Impacts of the Inflation Reduction Act on the Economics of Clean Hydrogen and Synthetic Liquid Fuels.
Fangwei ChengHong-Xi LuoJesse D JenkinsEric D LarsonPublished in: Environmental science & technology (2023)
The Inflation Reduction Act (IRA) in the United States provides unprecedented incentives for deploying low-carbon hydrogen and liquid fuels, among other low-greenhouse gas (GHG) emissions technologies. To better understand the prospective competitiveness of low-carbon or negative-carbon hydrogen and liquid fuels under the IRA in the early 2030s, we examined the impacts of the IRA provisions on the costs of producing hydrogen and synthetic liquid fuel made from natural gas, electricity, short-cycle biomass (agricultural residues), and corn-derived ethanol. We determined that, with IRA credits (45V or 45Q) but excluding the incentives provided by other national or state policies, hydrogen produced by electrolysis using carbon-free electricity (green H 2 ) and by natural gas reforming with carbon capture and storage (CCS) (blue H 2 ) is cost-competitive with the carbon-intensive benchmark gray H 2 , which is produced by steam methane reforming. Biomass-derived H 2 with or without CCS is not cost-competitive under the current IRA provisions.
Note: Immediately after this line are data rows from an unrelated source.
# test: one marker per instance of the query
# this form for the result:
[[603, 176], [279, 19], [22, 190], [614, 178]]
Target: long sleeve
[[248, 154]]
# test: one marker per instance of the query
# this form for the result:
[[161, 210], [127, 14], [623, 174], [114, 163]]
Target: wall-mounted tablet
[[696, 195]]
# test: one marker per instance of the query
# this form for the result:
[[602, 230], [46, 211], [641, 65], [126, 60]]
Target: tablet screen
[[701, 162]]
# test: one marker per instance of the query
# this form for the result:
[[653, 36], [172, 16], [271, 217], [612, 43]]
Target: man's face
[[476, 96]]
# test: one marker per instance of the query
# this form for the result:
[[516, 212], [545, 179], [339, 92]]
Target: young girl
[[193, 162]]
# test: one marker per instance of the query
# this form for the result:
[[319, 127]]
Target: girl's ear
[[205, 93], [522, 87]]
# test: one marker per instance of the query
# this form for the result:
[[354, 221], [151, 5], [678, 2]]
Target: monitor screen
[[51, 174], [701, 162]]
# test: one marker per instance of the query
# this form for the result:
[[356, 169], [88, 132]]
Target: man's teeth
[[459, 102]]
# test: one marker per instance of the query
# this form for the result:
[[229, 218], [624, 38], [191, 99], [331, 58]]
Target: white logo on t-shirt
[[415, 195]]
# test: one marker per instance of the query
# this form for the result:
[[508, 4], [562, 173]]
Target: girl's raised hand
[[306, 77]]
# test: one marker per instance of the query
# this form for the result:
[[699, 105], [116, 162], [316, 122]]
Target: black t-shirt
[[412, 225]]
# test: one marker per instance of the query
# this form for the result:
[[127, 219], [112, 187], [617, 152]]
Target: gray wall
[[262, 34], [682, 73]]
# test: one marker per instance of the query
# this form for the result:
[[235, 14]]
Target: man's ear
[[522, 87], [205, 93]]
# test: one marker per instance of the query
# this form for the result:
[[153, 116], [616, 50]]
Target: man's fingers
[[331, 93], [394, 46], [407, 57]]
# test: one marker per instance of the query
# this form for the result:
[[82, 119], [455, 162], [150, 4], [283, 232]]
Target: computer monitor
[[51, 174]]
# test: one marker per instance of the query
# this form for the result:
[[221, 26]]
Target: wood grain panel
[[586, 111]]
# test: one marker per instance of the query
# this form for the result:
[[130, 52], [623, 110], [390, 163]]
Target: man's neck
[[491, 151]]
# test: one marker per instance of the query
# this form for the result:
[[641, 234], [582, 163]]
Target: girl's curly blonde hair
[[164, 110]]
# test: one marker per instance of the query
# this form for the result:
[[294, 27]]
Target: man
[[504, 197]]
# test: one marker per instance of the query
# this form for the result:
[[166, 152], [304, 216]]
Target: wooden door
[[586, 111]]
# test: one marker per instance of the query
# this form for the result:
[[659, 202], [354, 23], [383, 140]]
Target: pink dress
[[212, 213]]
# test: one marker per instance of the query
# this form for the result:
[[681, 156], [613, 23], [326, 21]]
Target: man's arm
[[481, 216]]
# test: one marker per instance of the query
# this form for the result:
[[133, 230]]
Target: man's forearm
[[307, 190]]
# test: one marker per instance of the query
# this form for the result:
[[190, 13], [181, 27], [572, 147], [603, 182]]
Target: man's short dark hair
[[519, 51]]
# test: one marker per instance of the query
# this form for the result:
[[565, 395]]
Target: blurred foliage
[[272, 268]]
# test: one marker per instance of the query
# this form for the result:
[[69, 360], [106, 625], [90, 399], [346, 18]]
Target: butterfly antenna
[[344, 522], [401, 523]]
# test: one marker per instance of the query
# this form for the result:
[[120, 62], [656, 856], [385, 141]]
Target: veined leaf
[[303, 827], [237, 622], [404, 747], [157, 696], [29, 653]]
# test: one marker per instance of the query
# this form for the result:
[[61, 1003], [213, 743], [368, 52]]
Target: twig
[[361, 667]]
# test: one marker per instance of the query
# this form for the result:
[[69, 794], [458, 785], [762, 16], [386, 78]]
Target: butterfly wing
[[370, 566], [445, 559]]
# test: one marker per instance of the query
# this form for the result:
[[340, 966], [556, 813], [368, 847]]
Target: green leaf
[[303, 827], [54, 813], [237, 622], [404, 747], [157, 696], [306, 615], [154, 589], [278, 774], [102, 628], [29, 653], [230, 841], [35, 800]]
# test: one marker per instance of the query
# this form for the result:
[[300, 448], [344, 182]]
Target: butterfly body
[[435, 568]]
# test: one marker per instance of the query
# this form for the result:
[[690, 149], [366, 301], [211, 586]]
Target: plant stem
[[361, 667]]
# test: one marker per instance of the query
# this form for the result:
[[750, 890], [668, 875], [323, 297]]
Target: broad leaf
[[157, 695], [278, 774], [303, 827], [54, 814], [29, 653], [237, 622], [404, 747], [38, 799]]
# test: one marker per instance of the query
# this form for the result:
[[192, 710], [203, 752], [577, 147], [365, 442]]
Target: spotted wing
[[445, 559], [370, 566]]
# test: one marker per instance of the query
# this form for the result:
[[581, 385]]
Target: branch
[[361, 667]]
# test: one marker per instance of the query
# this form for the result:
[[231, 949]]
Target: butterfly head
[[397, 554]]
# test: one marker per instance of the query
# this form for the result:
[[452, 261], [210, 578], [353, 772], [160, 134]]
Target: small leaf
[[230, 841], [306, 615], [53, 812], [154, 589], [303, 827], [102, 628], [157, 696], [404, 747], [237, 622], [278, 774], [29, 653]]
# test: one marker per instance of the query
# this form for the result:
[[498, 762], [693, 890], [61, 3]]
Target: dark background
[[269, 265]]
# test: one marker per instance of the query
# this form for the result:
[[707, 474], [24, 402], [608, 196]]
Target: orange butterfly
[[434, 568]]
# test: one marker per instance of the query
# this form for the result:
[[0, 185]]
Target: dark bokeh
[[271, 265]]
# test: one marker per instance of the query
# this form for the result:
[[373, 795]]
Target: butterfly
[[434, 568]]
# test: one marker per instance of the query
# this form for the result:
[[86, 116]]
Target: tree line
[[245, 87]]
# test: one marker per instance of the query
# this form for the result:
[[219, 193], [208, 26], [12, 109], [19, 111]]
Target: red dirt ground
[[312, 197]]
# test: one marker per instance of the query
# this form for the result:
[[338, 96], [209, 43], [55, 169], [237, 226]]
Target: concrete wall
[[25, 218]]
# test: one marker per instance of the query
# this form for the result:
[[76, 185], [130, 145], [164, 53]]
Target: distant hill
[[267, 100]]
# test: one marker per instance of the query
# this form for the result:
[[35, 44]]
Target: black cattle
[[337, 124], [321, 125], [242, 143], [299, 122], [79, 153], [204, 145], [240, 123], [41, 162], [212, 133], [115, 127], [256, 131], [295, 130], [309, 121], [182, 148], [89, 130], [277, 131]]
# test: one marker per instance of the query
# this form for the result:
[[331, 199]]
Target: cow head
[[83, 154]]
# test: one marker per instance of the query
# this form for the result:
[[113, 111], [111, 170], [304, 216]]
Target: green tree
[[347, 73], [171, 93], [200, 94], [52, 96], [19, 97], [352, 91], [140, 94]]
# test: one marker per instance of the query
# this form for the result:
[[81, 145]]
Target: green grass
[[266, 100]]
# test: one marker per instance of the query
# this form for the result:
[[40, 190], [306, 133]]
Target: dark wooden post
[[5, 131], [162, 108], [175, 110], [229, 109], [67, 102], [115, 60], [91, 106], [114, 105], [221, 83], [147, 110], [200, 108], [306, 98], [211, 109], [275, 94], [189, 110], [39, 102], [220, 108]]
However, if the IRA allowed biomass gasification with CCS to claim a 45V credit for carbon-neutral H 2 and a 45Q credit for negative biogenic CO 2 emissions, this pathway would be less costly than gray H 2 . The IRA credit for clean fuels (45Z), currently stipulated to end in 2027, would need to be extended or similar policy support would need to be provided by other national or state policies in order for clean synthetic liquid fuel to be cost-competitive with petroleum-derived liquid fuels. The levelized IRA subsidies per unit of CO 2 mitigated for all of the hydrogen and synthetic liquid fuel production pathways, except for electricity-derived synthetic liquid fuel, range from $65-$384/t of CO 2 . These values are within or below the range of the U.S. federal government's estimates of the social cost of carbon (SCC) in the 2030-2040 time frame.